Roy oversaw several dozen Matador missile tests at Cape Canaveral Air Force Station, Fla. in the 1950s and helped design an "integrated checkout equipment" prototype after realizing the need for standardized procedures and equipment. Between 1958 and 1964 Roy served as the chief launch control officer at Vandenberg AFB. He oversaw activation of SLCs One, Three andFour, and controlled more than a dozen of the earliest Discoverer/Corona launches from those complexes. Roy introduced the "task sequencing" concept that ensured orderly cross-subsystem checkout among different contractors as controller for nearly two dozen Atlas-Arena launches that sent highly classified payloads into orbit.

 "The pioneers, and all of the selectees in the hall of fame, I salute you. You all are my heroes," said Roy.

 Dr. West, who was unable to attend the luncheon, is known as one of the "Hidden Figures" women who computed for the U.S. military prior to electronic systems. She was hired in 1956 as a mathematician at the U.S. Naval Weapons Laboratory where she participated in a trailblazing, award-winning astronomical study that proved the regularity of Pluto's motion relative to Neptune in the early 1960s. From the mid-1970s through the 1980s, West programmed an IBM 7030 "Stretch" computer using algorithms to account for variations in gravitational, tidal, and other forces for an extremely accurate feed geodetic Earth model, a geoid, which ultimately became the Global Positioning System orbit. 
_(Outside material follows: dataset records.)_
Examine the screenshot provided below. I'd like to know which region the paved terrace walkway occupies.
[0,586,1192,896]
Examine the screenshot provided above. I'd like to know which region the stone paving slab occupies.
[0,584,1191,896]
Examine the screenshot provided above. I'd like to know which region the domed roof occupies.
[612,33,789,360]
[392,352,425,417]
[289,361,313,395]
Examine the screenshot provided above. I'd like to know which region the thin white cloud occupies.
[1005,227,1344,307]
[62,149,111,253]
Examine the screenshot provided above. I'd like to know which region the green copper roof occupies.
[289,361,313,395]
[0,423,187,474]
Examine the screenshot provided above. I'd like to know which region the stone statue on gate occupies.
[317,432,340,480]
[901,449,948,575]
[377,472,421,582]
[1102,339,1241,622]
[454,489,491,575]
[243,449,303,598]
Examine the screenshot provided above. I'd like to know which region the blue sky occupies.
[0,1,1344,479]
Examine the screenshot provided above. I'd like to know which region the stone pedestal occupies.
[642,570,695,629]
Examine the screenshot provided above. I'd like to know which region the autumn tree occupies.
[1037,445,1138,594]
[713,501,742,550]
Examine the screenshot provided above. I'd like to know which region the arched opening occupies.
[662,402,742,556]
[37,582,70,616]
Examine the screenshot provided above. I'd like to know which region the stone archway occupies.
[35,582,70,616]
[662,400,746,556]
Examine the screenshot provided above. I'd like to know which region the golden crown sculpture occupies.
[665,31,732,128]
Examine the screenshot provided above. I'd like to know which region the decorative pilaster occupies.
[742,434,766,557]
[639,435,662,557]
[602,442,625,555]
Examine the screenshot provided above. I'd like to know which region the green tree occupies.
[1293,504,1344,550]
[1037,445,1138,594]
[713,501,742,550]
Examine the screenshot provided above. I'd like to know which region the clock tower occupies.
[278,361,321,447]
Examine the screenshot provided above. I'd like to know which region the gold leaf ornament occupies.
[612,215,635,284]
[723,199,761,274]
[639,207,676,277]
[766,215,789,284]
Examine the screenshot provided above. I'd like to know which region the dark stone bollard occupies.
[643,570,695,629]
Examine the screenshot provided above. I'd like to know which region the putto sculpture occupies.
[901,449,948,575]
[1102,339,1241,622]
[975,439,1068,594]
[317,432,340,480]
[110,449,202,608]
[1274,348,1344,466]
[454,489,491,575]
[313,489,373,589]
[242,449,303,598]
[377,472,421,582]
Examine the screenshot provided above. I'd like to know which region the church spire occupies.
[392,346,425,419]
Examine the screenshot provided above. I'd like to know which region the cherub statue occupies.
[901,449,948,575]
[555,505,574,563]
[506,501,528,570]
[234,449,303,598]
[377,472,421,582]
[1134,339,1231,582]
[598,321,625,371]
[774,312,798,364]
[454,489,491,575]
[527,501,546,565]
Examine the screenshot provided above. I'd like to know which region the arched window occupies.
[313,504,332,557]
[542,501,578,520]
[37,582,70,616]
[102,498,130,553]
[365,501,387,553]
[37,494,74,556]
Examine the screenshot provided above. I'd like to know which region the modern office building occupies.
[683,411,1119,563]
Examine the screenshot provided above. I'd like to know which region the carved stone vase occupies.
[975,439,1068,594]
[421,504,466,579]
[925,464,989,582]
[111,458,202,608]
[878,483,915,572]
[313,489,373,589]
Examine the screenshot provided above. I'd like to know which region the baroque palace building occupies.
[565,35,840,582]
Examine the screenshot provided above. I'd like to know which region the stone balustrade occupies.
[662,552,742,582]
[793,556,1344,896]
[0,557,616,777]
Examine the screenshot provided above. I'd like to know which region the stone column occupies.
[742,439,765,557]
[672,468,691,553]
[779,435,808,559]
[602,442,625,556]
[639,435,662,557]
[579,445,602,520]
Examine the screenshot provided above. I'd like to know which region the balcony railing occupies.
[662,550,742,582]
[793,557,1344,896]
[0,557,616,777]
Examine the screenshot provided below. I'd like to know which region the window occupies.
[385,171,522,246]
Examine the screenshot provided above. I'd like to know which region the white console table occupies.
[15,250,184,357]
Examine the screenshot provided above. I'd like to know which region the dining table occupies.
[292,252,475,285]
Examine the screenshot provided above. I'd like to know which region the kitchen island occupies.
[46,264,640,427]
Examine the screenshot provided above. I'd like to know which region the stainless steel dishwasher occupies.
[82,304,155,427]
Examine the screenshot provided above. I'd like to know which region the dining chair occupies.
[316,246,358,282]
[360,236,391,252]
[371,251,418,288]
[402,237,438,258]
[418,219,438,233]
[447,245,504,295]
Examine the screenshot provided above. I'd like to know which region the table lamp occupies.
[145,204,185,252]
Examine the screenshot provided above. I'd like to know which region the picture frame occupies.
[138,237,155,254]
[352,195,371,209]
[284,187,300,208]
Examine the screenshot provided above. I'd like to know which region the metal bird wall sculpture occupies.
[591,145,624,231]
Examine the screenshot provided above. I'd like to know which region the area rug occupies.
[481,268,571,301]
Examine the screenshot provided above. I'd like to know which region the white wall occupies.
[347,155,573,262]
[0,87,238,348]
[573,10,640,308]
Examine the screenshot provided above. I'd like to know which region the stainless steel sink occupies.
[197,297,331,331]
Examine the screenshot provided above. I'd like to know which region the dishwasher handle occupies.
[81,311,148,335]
Mr. Barker began his career with a military tour as an orbital analyst and operational crew leader in Cheyenne Mountain. He later introduced sequential processing, a new method for updating orbital parameters that greatly reduced computational run-times. As a government civilian during the 1970s, he led a "special perturbations for applied astrodynamics" project and developed stand-alone software for predicting satellite re-entries. During the mid-1980s, he developed SATRAK, a PC-based satellite tracking program widely used by the Air Force. Barker later oversaw the development and deployment of the Astrodynamics Support Workstation and High Accuracy Catalog at the Joint Space Operations Center.   

"Becoming a member of the Air Force Space and Missile Pioneers Hall of Fame is very special to me, and I share the award with a host of colleagues and supporters," said Barker. 

The purpose of the Air Force Space and Missile Pioneers Award, formalized into an official Air Force award in 1997, is four-fold: to recognize individuals who played a significant role in the history of Air Force space and missile programs; educate AFSPC, Air Force, other Department of Defense members and the general public about the contributions of significant figures in Air Force space and missile history; generate interest in the study of Air Force space and missile history; and to encourage Air Force personnel to appreciate and understand their space and missile heritage. 

"These heroes built the foundation of a true revolution in space and paved the way for AFSPC and our Air Force," said Raymond. "Their contributions continue to have a broad impact on our American way of life - we truly stand on the shoulders of these giants."